Roundcube Community Forum

 

Huge problem with rcube_imap get_raw_body function?

Started by CaptSaltyJack, April 21, 2013, 12:42:08 PM

Previous topic - Next topic

CaptSaltyJack

I've just nailed a problem that's been bugging me for WEEKS. I cannot explain how satisfying this is. :)

To make a long story short: I've got the markasjunk2 plugin installed. (https://github.com/JohnDoh/Roundcube-Plugin-Mark-as-Junk-2)

I noticed that when I marked emails in RoundCube as spam, they were learned, but if I ran "sa-learn" via shell on that message, it was learned again. Odd, since SpamAssassin is not supposed to relearn things it already knows as ham or spam.

After MUCH digging, I discovered that markasjunk2's call to $rcmail->storage->get_raw_body($uid) was returning a body with CRs (^M) at the end of each line. These CRs are *NOT* in the actual email files stored in /var/vmail! get_raw_body() is appending them. This resulted in a message with an entirely different SHA1 hash, which was throwing off SpamAssassin and hence registering as a different email.

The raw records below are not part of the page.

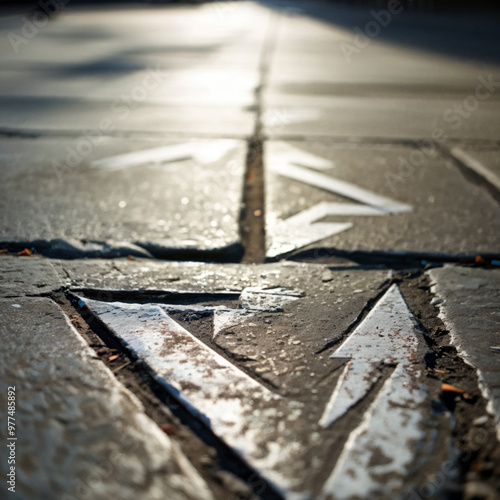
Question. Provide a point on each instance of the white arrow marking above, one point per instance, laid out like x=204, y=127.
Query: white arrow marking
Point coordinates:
x=292, y=155
x=302, y=229
x=253, y=300
x=476, y=166
x=378, y=456
x=379, y=453
x=203, y=152
x=336, y=186
x=241, y=411
x=388, y=333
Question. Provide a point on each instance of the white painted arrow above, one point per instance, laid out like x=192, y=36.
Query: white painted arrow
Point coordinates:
x=378, y=455
x=238, y=409
x=203, y=151
x=389, y=334
x=302, y=229
x=253, y=300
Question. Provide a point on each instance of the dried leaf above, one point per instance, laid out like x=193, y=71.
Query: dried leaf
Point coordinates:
x=167, y=429
x=480, y=260
x=451, y=388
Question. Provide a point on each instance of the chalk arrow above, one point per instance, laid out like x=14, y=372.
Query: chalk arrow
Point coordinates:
x=389, y=334
x=203, y=152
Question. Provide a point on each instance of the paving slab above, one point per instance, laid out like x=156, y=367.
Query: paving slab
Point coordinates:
x=147, y=70
x=351, y=197
x=468, y=300
x=256, y=352
x=77, y=431
x=122, y=196
x=484, y=161
x=20, y=276
x=331, y=76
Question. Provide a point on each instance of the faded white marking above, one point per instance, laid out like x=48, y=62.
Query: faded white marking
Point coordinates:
x=245, y=414
x=290, y=154
x=476, y=166
x=388, y=334
x=203, y=152
x=336, y=186
x=301, y=229
x=378, y=455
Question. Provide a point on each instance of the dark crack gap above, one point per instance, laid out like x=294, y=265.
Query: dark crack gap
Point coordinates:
x=208, y=453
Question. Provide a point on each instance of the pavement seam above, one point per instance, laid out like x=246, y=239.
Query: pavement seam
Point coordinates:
x=477, y=445
x=472, y=174
x=163, y=409
x=253, y=215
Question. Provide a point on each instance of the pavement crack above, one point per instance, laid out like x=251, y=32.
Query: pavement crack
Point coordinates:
x=478, y=445
x=253, y=216
x=359, y=318
x=207, y=452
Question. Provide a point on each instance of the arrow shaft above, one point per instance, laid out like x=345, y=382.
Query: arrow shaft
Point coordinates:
x=336, y=186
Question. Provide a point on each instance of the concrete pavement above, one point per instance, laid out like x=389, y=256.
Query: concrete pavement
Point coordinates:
x=262, y=242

So I've fixed this by using str_replace() in markasjunk2 to remove the \r characters. But I'm wondering if get_raw_body() is supposed to be appending CRs like that? Is it a bug? Do other parts of RoundCube depend on those CRs being added?

alec

Quote from: CaptSaltyJack on April 21, 2013, 12:42:08 PM
$rcmail->storage->get_raw_body($uid) was returning a body with CRs (^M) at the end of each line.
I think this is not true, at least in 0.9.

CaptSaltyJack

I can almost guarantee it's true. Take a look at this file in the markasjunk2 plugin:

https://github.com/JohnDoh/Roundcube-Plugin-Mark-as-Junk-2/blob/master/drivers/cmd_learn.php

Specifically:


if (preg_match('/%f/', $command)) {
    $tmpfname = tempnam($temp_dir, 'rcmSALearn');
    file_put_contents($tmpfname, $rcmail->storage->get_raw_body($uid));
    $tmp_command = str_replace('%f', $tmpfname, $command);
}


The resulting file created from file_put_contents() definitely has CRs inserted at the ends of each line which is causing problems when sa-learn creates a SHA1 hex hash made from the first 1024 characters of the body. Unless PHP's file_put_contents() is somehow inserting CRs. Otherwise, get_raw_body() is most certainly adding CRs because those CRs are not present in the mail files in /var/vmail.

CaptSaltyJack

I applied a fix to markasjunk2 by changing this:

file_put_contents($tmpfname, $rcmail->storage->get_raw_body($uid));

To this:

file_put_contents($tmpfname, str_replace("\r", "", $rcmail->storage->get_raw_body($uid)));

And now SpamAssassin's Bayes.pm plugin is getting the right msg_id hash whether I mark an email as spam via RoundCube, or use sa-learn in the shell.

jmouse888

#4
This is also causing the "bounce" plugin to send bad-formatted messages.  The extra line-break is causing most headers to be rendered as a part of the body in the redirected/bounced messages.

in bounce.php, line 90

    $msg_body = $rcmail->imap->get_raw_body($msg_uid);

changed to

    $msg_body = str_replace("\r", "", $rcmail->imap->get_raw_body($msg_uid));


CaptSaltyJack

Cool. Seems the problem lies with roundcube, perhaps.